TOKYO (Reuters) – Asian shares inched higher and the dollar was underpinned on Thursday after the U.S. Federal Reserve maintained its commitment to a very accommodative monetary stance, and market nerves over the Cyprus bailout wrangling calmed.
The Fed ended a two-day meeting on Wednesday with a pledge to keep its aggressive policy stimulus despite improvements in the U.S. economy, pointing to still-high unemployment, fiscal headwinds out of Washington and risks from abroad.
Fed Chairman Ben Bernanke said the central bank might slow the pace of its bond buying but only after the labour market showed sustained improvement over a number of months.
“There will be reasonable U.S. economic growth this year and the unemployment rate will drift lower. But neither will be sufficient to induce the Fed to take its foot off the gas. The open-ended QE program is set to run into early 2014 at the very least,” said Martin McMahon, economist at Commonwealth Bank.
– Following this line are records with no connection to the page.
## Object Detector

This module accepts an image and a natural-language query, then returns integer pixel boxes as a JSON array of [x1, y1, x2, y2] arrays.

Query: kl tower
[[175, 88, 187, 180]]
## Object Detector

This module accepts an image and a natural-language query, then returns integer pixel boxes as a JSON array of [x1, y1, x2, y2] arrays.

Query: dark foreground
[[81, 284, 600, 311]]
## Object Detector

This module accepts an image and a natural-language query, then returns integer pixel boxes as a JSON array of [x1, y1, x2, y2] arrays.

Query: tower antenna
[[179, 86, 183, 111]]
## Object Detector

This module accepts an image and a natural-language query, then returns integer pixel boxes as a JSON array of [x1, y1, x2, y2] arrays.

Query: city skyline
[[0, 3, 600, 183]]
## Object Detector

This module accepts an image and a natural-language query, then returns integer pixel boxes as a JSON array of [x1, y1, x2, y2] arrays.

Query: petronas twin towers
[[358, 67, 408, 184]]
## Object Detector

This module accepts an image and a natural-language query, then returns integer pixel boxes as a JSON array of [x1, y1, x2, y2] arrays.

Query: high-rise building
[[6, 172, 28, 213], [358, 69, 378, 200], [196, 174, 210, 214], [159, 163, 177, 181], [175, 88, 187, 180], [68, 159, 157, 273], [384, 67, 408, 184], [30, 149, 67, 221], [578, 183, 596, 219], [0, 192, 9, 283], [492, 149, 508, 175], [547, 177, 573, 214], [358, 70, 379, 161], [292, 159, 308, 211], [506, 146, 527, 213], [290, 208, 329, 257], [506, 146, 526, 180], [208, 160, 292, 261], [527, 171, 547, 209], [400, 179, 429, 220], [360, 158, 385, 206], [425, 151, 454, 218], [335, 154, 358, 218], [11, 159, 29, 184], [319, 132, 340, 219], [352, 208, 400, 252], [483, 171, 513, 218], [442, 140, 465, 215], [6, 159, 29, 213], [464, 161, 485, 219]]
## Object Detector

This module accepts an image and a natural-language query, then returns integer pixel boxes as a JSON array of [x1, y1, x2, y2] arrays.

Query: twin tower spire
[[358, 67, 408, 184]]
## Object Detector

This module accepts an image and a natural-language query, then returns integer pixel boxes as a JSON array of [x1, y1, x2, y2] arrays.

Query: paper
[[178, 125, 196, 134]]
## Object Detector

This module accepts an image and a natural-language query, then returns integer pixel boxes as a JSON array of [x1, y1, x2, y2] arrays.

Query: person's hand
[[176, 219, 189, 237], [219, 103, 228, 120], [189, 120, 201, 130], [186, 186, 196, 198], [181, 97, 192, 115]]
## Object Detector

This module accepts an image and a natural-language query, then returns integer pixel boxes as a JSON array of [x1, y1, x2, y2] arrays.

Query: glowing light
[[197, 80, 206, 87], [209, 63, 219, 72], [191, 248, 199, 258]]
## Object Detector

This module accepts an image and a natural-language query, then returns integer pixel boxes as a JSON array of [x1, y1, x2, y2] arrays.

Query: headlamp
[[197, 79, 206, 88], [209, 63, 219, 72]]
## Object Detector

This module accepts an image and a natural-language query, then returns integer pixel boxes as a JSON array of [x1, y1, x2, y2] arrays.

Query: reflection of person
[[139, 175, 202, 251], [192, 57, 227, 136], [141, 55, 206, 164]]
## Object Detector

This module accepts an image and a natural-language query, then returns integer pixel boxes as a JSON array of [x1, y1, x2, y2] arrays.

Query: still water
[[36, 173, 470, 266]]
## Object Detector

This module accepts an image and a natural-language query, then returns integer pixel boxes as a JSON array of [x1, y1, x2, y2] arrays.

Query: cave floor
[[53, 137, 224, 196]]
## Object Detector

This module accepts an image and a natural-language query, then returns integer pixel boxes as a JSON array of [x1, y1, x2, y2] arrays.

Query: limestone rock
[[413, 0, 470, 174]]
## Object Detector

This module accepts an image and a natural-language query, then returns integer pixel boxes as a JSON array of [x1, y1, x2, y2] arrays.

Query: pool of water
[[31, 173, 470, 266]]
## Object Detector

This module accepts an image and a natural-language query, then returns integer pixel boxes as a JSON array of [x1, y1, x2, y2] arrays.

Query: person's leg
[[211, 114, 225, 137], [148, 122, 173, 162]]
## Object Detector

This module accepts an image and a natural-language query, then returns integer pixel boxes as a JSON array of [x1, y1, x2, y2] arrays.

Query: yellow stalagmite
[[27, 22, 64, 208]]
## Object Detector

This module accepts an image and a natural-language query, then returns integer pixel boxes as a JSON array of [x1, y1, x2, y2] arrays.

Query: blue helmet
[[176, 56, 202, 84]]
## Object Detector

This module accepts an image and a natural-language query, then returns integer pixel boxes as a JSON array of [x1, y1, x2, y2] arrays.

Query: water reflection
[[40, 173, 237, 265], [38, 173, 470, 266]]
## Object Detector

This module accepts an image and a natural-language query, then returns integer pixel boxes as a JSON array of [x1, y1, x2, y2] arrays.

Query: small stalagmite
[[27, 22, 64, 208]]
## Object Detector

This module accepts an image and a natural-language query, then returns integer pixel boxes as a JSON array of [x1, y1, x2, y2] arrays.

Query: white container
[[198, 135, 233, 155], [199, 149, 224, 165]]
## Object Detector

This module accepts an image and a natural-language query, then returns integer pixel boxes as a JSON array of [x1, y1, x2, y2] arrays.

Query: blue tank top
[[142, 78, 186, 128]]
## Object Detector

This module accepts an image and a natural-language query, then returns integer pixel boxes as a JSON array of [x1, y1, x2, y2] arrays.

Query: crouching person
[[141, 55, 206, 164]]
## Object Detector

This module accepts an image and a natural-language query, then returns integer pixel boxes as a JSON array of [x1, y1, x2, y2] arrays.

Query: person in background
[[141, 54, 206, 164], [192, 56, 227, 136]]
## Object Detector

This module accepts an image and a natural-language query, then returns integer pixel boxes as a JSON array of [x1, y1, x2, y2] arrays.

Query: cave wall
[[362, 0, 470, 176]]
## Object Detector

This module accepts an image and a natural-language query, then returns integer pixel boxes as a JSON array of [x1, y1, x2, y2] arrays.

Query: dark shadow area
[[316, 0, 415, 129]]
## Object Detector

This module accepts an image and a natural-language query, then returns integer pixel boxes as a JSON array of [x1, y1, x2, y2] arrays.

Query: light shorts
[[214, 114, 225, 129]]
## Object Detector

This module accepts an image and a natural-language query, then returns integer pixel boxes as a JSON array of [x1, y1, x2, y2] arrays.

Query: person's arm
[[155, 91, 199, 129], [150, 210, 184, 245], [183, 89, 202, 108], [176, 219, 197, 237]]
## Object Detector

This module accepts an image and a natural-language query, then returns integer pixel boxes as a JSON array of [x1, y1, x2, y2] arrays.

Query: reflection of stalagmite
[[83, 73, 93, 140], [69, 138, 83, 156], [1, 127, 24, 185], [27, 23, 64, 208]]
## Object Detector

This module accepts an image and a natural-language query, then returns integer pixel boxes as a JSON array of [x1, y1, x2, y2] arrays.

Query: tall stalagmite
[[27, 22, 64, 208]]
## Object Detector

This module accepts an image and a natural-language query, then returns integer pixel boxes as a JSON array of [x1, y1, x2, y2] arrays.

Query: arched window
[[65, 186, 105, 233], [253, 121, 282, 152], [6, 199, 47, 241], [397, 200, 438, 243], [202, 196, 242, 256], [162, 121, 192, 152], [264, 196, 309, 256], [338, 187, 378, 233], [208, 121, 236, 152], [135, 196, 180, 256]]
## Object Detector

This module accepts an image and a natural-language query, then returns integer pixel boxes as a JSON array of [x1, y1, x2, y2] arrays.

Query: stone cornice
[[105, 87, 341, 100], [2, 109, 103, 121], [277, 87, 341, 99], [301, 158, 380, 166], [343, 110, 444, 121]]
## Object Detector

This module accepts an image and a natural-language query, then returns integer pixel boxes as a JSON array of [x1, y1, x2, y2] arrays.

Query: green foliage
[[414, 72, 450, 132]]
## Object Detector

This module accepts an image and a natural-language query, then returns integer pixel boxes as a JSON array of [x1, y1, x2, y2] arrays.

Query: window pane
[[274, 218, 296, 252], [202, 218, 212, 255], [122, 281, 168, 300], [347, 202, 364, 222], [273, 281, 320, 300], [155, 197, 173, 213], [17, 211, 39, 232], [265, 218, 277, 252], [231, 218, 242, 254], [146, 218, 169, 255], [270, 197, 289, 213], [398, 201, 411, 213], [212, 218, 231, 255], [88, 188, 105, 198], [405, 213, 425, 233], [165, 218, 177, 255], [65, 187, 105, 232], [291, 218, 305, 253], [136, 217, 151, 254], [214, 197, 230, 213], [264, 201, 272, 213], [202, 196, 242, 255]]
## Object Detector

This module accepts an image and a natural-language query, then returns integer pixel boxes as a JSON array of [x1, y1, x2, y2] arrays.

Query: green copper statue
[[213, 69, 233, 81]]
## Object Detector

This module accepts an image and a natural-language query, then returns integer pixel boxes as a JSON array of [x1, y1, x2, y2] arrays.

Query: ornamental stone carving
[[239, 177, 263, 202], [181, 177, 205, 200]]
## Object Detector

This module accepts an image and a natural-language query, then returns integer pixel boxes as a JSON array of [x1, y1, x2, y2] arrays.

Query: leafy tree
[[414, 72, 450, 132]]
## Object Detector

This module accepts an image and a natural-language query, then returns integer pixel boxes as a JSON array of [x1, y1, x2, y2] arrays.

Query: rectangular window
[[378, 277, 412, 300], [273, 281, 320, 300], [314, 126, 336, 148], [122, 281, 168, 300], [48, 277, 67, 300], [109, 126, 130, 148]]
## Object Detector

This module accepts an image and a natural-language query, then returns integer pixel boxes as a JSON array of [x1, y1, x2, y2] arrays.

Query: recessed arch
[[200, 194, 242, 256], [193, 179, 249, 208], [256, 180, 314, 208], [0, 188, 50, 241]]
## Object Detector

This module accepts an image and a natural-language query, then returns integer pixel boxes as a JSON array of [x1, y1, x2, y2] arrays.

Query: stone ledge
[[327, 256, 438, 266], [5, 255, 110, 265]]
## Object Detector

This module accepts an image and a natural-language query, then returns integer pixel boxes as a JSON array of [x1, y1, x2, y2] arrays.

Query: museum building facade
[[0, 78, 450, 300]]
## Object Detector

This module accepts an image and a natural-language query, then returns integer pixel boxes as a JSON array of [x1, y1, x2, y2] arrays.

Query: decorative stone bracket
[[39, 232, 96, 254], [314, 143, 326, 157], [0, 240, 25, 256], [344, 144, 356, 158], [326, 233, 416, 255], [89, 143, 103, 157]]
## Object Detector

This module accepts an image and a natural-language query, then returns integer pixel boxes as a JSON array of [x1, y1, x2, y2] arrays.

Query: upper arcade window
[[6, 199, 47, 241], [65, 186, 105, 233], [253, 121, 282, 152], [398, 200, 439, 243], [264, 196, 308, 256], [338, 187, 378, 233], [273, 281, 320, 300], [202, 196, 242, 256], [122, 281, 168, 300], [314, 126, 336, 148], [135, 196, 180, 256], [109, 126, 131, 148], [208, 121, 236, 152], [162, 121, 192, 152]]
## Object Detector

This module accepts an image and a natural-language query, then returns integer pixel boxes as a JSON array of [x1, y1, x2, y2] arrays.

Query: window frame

The MSCI’s broadest index of Asia-Pacific shares outside Japan, was up 0.2 percent while Australian shares added 0.5 percent. South Korean shares opened up 0.5 percent.
U.S. stocks rose, and European shares broke a three-day losing streak on Wednesday as investors bet on policymakers finding a fix for a Cyprus bailout.
Cyprus considered nationalising pension funds and ordered banks to stay shut till next week to avert financial chaos after it rejected the terms of a European Union bailout and turned to Russia for aid. Crisis talks among the political leadership in Nicosia are set to resume on Thursday.
Markets were also looking to comments by the European Central Bank, which has said it will provide liquidity to Cypriot banks within certain limits.
“Market participants are probably right to expect a resolution of the immediate crisis that does not destabilize broader European and global financial markets,” Barclays Capital said of bailout prospects for Cyprus.
“But the shape of such a compromise is not easy to imagine, and until one emerges, investors had better keep an eye or two on the eastern Mediterranean,” it said.
Barclays (LSE: BARC.L – news) noted there were still risks the euro zone may opt to keep Cyprus on financial lifeline indefinitely, without taking steps to ensure long-run sustainability, or force the island state out of the euro zone.
The dollar was up 0.1 percent against a basket of major currencies, and the euro stabilised around $1.2937 (85 pence), off a four-month low of $1.28435 hit on Tuesday. The dollar was around 95.92 against the yen.
Japan’s Nikkei stock average opened 1 percent higher. Japanese financial markets were closed on Wednesday for a holiday.
Market reaction was limited to data showing Japanese exports fell 2.9 percent in February from a year earlier, down for the first time in two months, suggesting a pick-up in global demand and a weaker yen have yet to fully benefit the country’s exports.
Traders eyed China’s manufacturing sector data due later in the day for clues on the fragile state of recovery in the world’s second-largest economy. In February, the survey by HSBC (LSE: HSBA.L -news) showed factory activity in Asia’s biggest economy grew at its slowest pace in four months.
U.S. crude futures fell 0.3 percent to $93.27 a barrel.